We can say that a charge density $\rho$ and a current density $\mathbf J$ are the fundamental sources of the electromagnetic field. We will then consider a point charge to be a sufficiently small and localized charge distribution which has a monopole moment and negligible multipole moments, for all observation points of interest.
Suppose we impose electrostatic conditions, such that all motions of charges must be infinitely slow (adiabatic, in the late 19th-century sense). This is a valid approximation e.g. when charges are confined to a conductor and are in equilibrium. We define the electrostatic potential due to the charge density $\rho$ by $$ \Phi(\mathbf r) = \frac{1}{4\pi\epsilon_0}\int \frac{\rho(\mathbf r')}{|\mathbf r - \mathbf r'|} d^3 r'. $$ And note that the electric field $\mathbf E = -\nabla \Phi$, and that $$ \Phi(\mathbf r) = -\int_{\mathbf r_0}^\mathbf r \mathbf E(\mathbf r') \cdot d\mathbf r' $$ Where $\mathbf r_0$ is a point of zero potential.
Question: How can the electrostatic energy of a continuous charge distribution be derived without heuristic arguments or generalizations from configurations of point charges, in the framework of classical electrostatics (as laid out above)?
Remarks.
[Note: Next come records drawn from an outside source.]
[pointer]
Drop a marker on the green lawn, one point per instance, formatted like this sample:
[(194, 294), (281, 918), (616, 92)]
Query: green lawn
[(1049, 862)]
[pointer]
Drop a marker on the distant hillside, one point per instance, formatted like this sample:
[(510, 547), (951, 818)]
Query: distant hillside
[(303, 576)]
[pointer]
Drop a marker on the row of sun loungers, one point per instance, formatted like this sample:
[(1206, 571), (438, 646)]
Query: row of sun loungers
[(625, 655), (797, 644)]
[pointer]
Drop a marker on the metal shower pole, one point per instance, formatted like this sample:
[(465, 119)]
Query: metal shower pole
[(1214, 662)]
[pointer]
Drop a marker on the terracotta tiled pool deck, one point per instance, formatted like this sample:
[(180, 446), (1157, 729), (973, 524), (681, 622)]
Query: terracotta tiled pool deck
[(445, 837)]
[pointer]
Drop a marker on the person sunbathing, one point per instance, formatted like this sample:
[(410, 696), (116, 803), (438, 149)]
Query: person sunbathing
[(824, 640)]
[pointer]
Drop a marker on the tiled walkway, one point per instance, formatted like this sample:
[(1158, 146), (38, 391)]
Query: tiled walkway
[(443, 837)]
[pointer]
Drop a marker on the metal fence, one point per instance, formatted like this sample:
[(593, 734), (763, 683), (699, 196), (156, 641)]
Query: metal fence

Energy is not a strictly defined quantity in classical physics. It does not have an exact definition, and in fact the concept is only as useful as its features allow (conservation, modes of energy transfer). The success of the common definition of electrostatic energy is not evidence for an accurate, rigorous, or unique derivation. If one were to formulate electrostatic energy from first principles in the classical model, the formulation is open to some interpretation (e.g. any constant term can be added to the total energy of a system without changing the energy balance, including terms calculated from point charge self-energy, and there is no way to transfer this part of the energy so it makes no difference to the theory and should be eliminated from it).
To make this more exact, then, I say that any definition of energy should have the following features:
- It must have units of joules, and any work done in the system between charges must be convertible from energy in the system.
- The relationship between electric potential $\Phi$ and the energy would ideally follow from the product of $\Phi$ and an infinitesimal charge $\rho dV$
- In the case of "point charges", the energy of the configuration should be obtained by substituting Dirac delta functions for each of the charges, so long as the monopole approximation holds, although the concept of a point charge can be discarded if singularities come up.
- The energy should include as few "untransferrable" components as possible, meaning all the energy in the system would ideally be assignable to a physical, reversible process, and there should be a mechanism of transferring whatever energy is stored in the system. Since work is the only mechanism I'm aware of for energy transfer in electrostatics, all energy should arise from forces required to (adiabatically) bring the system into its equilibrium state.
My point is to remove some of the hand-waving steps in the usual derivations. A self-consistent theory should be purely classical, and based only on physically realizable quantities and processes. Thus a pair of charged conducting spheres being brought slowly together is a good example, while point charges floating in space which are bounded by an unspecified constraining force are discouraged. Most derivations determine the energy in a configuration of point charges, then generalize to charge densities, but this introduces problems like infinite point charge self-energy, which are not really necessary to a classical theory (which in the above framework treats point charges as approximations of localized charge densities). The resulting energy from these derivations is $$ U_E = \frac{1}{2}\int_V \rho(\mathbf r)\Phi(\mathbf r)\ d^3 r $$ But this derived from $q\Phi \rightarrow \rho dV \Phi$ and the concept of work performed on point charges being equal to $q\Phi$, coming from the expression $$ U_E(\mathbf r) = -\int_{\mathbf r_0}^{\mathbf r} q\mathbf E(\mathbf r')\cdot d \mathbf r' $$ And substituting the expression for $\Phi$ in terms of $\mathbf E$ given above. The meaning of "bringing an infinitesimal volume charge $\rho dV$ from zero potential to its location in the configuration" is not immediately physically meaningful, because there is no mechanism I'm aware of by which this can occur adiabatically, but I'm not completely against the idea.
A resolution to this is to simply define the electrostatic energy by the expression above, and to demonstrate that it meets our criteria. But this would be admitting that the electrostatic energy is not unique (unless a proof exists that it is). Perhaps a better way forward is to determine the work which can be performed by the charge distribution upon itself until no more work can possibly be done. But I'm not sure of the "right" approach, subjective as that might be.